Waisai, Teraspapua.com – Sebagai mantan Bupati Maybrat dua periode, Dr. Bernard Sagrim, MM mengakui sangat mengetaui seperti apa kondisi YPK di tanah Papua, terutama di wilayah .
Kepada semua PSW yang ada di wilayah VII dan XI, Bernard Sagrim mengatakan, sebenarnya kita (YPK) ini orang kaya, tapi kenapa kita miskin di daerah kita sendiri. Selalu para guru YPK ribut terhadap hak-hak yang harus mereka dapatkan.
“Berarti ada yang salah. Jadi kita manfaatkan Forum Grup Diskusi (FGD) ini untuk berdiskusi apa saja yang menjadi batu sandungan. Persoalan fundamental di mana kemudian kita mencari solusi yang fundamental juga,” kata koordinator wilayah VII dan XI Dr. Bernard Sagrim, MM pada acara FGD dengan guru-guru YPK di Waisai, Kabupaten Raja Ampat, Papua Barat Daya, Kamis (12/10/2023).
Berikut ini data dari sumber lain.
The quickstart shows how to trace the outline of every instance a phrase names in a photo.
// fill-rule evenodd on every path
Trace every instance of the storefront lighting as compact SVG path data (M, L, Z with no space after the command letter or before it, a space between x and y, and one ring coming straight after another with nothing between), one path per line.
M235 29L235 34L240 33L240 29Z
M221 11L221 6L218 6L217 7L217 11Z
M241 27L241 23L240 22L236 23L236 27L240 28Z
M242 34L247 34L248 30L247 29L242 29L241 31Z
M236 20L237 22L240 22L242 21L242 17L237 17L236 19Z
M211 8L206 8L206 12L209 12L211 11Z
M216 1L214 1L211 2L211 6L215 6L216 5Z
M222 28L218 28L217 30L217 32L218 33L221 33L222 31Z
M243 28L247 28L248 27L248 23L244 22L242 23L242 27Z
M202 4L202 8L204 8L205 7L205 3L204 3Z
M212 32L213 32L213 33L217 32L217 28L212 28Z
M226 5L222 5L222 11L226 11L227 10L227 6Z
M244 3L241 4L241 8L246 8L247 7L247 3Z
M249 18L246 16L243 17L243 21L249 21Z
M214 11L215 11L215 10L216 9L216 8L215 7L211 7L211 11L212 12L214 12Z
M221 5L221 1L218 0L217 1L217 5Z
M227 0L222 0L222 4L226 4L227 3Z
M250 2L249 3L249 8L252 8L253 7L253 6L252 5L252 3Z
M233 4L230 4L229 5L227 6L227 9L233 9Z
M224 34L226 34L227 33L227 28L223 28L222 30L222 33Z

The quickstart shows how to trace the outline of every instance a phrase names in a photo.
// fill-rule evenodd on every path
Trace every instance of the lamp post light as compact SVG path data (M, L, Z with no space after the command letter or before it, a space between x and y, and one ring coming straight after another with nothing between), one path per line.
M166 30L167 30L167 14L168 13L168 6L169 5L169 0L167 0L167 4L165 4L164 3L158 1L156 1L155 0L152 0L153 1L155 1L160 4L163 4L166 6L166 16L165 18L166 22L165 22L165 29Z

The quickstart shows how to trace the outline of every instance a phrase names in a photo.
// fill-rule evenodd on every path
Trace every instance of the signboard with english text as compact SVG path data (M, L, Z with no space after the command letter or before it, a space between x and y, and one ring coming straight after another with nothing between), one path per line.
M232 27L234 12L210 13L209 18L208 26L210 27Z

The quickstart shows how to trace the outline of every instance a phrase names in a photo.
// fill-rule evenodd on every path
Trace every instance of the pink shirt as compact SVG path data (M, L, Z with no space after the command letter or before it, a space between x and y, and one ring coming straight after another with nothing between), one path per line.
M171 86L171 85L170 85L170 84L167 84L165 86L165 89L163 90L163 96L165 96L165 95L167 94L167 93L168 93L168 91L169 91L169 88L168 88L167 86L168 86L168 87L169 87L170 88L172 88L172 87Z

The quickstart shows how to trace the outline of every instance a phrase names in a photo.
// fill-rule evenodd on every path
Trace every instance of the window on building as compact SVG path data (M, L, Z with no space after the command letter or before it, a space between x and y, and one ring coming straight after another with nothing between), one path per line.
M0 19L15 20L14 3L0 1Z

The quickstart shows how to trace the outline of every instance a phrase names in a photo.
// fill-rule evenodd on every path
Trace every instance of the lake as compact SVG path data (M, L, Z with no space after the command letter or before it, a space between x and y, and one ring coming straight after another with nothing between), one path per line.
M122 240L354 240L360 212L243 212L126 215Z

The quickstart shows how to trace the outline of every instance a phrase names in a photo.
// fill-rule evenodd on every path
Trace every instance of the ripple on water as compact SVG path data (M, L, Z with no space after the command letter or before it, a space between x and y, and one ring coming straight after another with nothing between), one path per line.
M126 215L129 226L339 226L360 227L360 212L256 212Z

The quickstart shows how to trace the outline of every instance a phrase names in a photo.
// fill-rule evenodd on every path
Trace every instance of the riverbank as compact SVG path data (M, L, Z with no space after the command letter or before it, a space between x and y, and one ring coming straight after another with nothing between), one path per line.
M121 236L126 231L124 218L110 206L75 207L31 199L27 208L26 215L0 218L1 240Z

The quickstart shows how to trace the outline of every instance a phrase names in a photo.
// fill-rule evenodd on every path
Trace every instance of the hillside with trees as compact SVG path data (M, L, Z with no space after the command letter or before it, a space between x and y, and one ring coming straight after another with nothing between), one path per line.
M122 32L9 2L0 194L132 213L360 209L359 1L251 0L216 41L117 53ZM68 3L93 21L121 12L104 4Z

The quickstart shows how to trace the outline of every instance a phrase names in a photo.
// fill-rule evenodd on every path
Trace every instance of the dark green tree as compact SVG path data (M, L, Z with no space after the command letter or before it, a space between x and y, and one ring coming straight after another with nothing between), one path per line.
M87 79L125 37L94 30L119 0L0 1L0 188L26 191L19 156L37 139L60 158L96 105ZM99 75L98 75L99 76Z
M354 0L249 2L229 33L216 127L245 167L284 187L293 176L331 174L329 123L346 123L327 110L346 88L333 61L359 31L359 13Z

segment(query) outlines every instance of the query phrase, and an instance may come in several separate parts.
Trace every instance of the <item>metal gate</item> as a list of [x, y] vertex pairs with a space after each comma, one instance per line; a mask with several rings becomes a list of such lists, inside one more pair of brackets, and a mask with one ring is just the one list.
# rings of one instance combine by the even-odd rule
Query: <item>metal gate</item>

Namun lanjut Bernard Sagrim, kita butuh waktu untuk benahi YPK, tentu di bawah kepemimpinan ketua BP YPK, Joni Y. Betaubun, SH, MH, YPK di Tanah Papua akan bangkit
“Saya berterima kasih, karena ketua BP YPK munculkan sebuah konsep kepemimpinan kolaboratif sehingga kita saling berkolaborasi, karena kita mengurus YPK satu tanah Papua,” kata Sagrim.
Sehingga, lanjut Sagrim, ada wilayah-wilayah yang akan berkoordinasi, sinergis dengan GKI, lalu kita melihat sekolahnya bagaimana.
“Kita juga berkolaborasi dengan senior-senior kita yang dikasih tanggung jawab sebaga pimpinan di eksekutif, legislatif untuk melihat bagaimana YPK ke depan,” ujar Sagrim.
Sagrim juga mengatakan dibawah kepemimpinan Joni Y. Betaubun sebagai ketua BP YPK merupakan kepemimpinan inovatif dan kolaboratif, untuk menuju kepada kebangkitan YPK di Tanah Papua, khusus di Kabupaten Raja Ampat.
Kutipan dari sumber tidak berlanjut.